Friday, May 19, 2017

In My Day We Had to Grind Square Roots Out A Bit At A Time - If We Were Smart

I'm old for my industry, getting into my late fifties. I also started very young, with my first paying tech gig in 1976. I have programmed computers by throwing switches and liked using punched paper tapes because that was a step up.

My first paying gig was a square root. I met Chuck through Paul, who lived down the block from him.
Check was, like me, a bit of a math prodigy. He was working on a Z8000 based motion control system, and having problems with the square root calculations, needed to figure out distances and how fast to go on each axis. You know, square each individual component or axis, add them, and take the square root. The result is the total distance of the motion as a vector on those axes. Given the speed desired you can now work out how fast each individual axis should go to achieve the correct speed.

They were using the method of Newton, and it was painfully slow. Too slow. To do motion control in real time, you have to "get ahead" a bit. You start calculating when to take steps on each axis, but not doing it yet. Instead you build a queue and store up a fair number of steps before starting the first one. This allows you to have slower portions (setting up for the next motion) as long as they are fairly short and the longer bit is faster, using the queue to provide the data we are too slow to calculate. How slow you are in the worst case directly determines how big that queue needs to be. Memory wasn't what it is now, if we were lucky we had 64K bytes for everything. Nowadays that's not even big enough for a stack. That meant the queues were quite a bit smaller still.

The method of Newton: given an integer, determine it's square root by starting with an estimate (int/2, for example) and repeatedly:
    Divide the integer by the latest estimate
    Average the estimate and the result: New estimate = (latest estimate + division result)/2
Repeat with new estimate

This will converge on the correct result. Slowly. For example, square root of 2 has these estimates:
1
1.5
1.333
1.41666
1.411764...

5th estimate is off by about 1/3000 or so of the actual square root of 2.

Each round requires a divide, which is the slowest instruction on the Z8000. Really slow for the 64 bit divided by 32 bit numbers we were dealing with. The biggest queue they could make would empty after 2 or 3 fairly short motions, used up by the divides in the square root calculations. The solution didn't work.

Chuck mentioned the difficulties to me and I got curious. Six years prior in grade school they had taught us how to take square roots manually and I sat down and worked that out, then figured out how to do it in binary.

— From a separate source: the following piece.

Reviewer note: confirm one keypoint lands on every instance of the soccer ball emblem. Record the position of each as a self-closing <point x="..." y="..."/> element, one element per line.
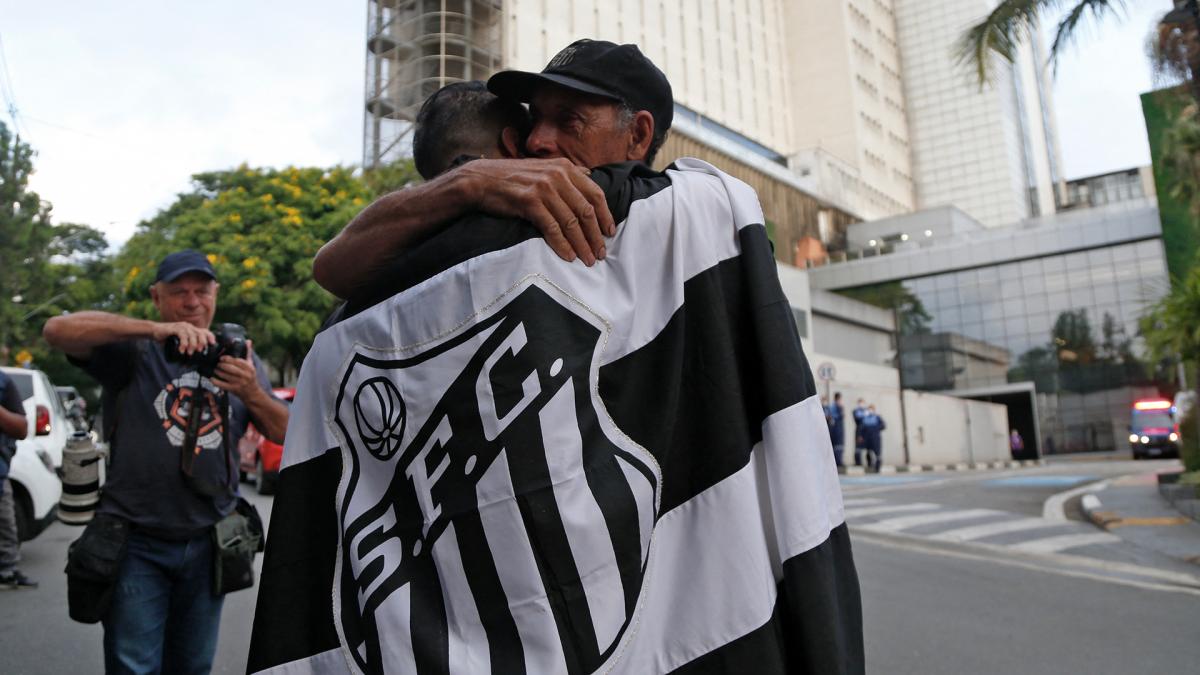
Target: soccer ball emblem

It turned out to be much simpler in binary.

To generate each digit (bit) you select the largest digit that when multiplied by the square root result so far is less than the input value. There's a doubling step in there too.

Doubling is just a bit shift, the fastest thing the Z8000 does. In binary the "largest digit" is always 1, which makes largest * so far the same as so far, so the whole multiply needed in base 10 drops out in binary, completely eliminated. This all just reduces to a simple compare: if so far is too big then this bit is not set & sofar = sofar * 2 (again just a shift, add new 0 bit in least significant bit), else it is set and so far = so far * 2 (another bit shift) + 1.

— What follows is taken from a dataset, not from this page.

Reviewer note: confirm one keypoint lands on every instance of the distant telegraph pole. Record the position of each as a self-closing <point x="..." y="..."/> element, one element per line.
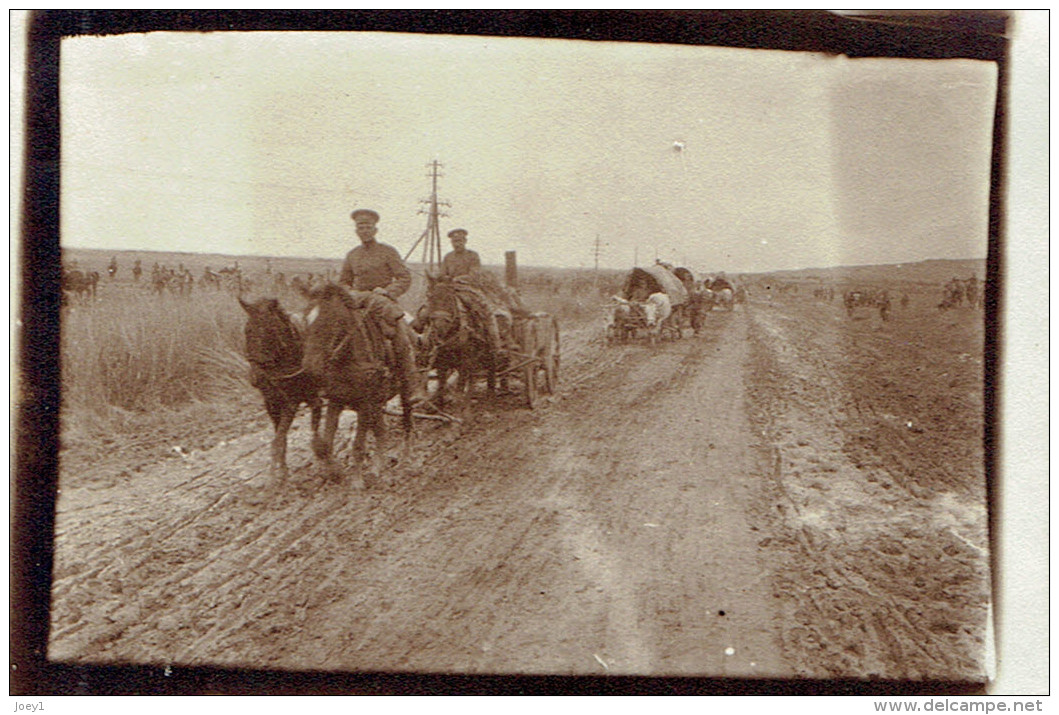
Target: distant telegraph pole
<point x="432" y="234"/>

So we do 2 shifts & a compare for each 0 bit in the result and 2 shifts plus a compare and an increment for each 1 bit in the result. This is already faster than a single divide. Since the short motions are the most challenging, having less time to build up the queue with the simple linear timing generation algorithm, I optimized the algorithm for small distances. If the top 32 bits are 0 then we only need to do a 32 into 16 bit square root, taking half the time. For the 32/16 bit case, if the top 16 bits are 0 it turns into a square root of a 16 bit number, twice as fast again. Optimized to the byte, the shortest motions end up needing at most 8 cycles through our extremely fast 2 shift plus maybe 1 increment loop. This was screamingly fast, and immediately made the real time system work. The queues were more than long enough even for short motions. We were able to reduce the size of the queues, freeing up memory for the part program that the machine would cut and for code to be added when we added features.

They paid me $1,000 for solving their problem. I was working a near minimum wage job at the Neptune Theater for $1.45 an hour or something like that. This was more money than I made in 3 months.

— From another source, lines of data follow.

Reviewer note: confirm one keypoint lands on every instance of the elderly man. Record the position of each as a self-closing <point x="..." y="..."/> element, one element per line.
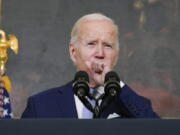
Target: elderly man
<point x="94" y="48"/>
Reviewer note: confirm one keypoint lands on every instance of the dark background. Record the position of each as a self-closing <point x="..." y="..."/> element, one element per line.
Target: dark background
<point x="149" y="53"/>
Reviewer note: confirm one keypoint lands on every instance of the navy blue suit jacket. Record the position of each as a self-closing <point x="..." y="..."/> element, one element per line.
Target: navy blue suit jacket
<point x="60" y="103"/>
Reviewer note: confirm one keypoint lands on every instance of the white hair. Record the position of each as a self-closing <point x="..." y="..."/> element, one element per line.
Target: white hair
<point x="91" y="17"/>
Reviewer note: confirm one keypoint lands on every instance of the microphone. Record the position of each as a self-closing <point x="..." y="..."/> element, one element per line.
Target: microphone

This experience inclined me to go into the field I'm still in, software engineering and related technical specialties.

That gives me 41 years as a software engineer as of 2017, there can't be all that many around with more. The industry in the seventies was tiny by modern standards, and most of the engineers at that time were electrical engineers or other technical sorts who had switched over to meet the demand for the new skills, so they were already a decade into their careers for the most part. Those folk are in their seventies now and the few who did not leave the industry over the decades have largely retired now.

If I can make it to my retirement in the industry in a bit over another decade, I'll probably be one of the most experienced software engineers on the planet. I wonder how many folk who started before the mid seventies are still in the industry? Where's the leader-board when you need it?